I’m relatively new to Julia but it seems fantastic! I am still learning optimization tricks and am hoping someone can help.

More details below, but my basic problem is that I have a simd type of problem; run 10k relatively fast and independent copies of the same stochastic simulation, and store their results. When I run these 10k simulations and don’t store, timing is 100 micro-sec. But when I try to store the output of each (two scalers for each simulation), it grinds to a halt at 100 mili-sec, a 1,000x slowdown just for storing the output (in pre-allocated and typed arrays).
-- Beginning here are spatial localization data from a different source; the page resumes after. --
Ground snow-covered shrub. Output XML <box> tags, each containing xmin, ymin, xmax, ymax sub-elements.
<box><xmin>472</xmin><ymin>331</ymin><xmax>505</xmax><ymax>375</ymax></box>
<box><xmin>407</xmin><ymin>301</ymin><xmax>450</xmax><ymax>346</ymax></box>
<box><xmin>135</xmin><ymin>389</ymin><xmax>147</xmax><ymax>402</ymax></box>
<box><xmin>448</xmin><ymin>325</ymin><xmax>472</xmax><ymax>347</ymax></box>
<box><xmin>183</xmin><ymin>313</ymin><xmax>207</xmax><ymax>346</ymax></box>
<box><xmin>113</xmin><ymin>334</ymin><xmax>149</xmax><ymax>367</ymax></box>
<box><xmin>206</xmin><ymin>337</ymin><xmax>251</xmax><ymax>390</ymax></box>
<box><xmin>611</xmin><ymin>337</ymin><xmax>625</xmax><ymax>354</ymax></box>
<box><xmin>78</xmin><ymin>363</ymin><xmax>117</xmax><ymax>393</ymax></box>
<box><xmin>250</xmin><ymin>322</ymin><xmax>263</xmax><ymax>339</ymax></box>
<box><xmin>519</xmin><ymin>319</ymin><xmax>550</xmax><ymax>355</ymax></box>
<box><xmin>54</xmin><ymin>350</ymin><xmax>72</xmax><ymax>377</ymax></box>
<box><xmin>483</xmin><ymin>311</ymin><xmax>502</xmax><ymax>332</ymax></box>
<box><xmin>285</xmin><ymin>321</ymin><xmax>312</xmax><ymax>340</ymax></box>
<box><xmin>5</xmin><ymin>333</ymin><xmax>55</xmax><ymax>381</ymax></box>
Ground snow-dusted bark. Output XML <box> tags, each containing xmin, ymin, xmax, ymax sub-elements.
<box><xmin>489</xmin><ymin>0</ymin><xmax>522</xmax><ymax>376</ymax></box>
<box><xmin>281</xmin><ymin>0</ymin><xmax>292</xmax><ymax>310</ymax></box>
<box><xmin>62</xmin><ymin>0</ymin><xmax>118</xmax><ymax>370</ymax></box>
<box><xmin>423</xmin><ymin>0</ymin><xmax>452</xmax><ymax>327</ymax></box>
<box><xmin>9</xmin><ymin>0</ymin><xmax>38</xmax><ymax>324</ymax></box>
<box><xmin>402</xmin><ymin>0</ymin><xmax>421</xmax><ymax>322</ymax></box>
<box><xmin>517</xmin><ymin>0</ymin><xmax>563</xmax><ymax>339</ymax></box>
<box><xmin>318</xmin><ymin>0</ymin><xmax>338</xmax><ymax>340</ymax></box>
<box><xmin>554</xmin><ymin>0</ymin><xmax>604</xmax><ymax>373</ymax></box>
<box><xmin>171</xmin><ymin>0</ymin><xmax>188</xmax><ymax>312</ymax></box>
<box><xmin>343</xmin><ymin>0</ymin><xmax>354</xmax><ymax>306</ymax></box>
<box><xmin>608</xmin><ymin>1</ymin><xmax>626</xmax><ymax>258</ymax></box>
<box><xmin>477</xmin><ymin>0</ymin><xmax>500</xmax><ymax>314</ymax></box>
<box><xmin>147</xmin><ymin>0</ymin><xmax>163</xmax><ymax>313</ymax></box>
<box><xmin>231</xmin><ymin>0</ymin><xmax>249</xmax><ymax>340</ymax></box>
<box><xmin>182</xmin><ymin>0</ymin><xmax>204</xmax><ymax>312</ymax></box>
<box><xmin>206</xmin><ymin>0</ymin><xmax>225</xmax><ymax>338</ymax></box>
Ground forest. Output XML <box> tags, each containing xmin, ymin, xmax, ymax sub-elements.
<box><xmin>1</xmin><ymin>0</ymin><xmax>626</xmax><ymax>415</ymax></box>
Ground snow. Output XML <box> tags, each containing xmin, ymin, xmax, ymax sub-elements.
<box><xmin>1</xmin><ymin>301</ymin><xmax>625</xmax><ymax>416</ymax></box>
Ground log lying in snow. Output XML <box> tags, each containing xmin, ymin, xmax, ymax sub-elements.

$$$$$ Scientific problem of interest

I am specifically working on first passage time (FPT) problems. Basically, I need to simulate a system of 3 SDEs to determine which one reaches a threshold first. And I need to do it 10,000 times to generate a FPT distribution. Given a set of thee 1D SDEs (dx_i = v_i * dt + sig *dw) I need to simulate the first time at which any of these achieve x_i > threshold and record the time and the appropriate index (which i). That is, for each SDE sim, I need to record two scalers (t,i). I then need to do this 10k times and record 10k pairs (t,i). I do NOT need to store the simulation state history. It is a simple problem but I need it to be as fast as possible as this will be wrapped in Bayesian inference. As such, I have written a code (below) that generates random *enough* numbers for stochastic simulation and avoids branching (no if statements that will break simd).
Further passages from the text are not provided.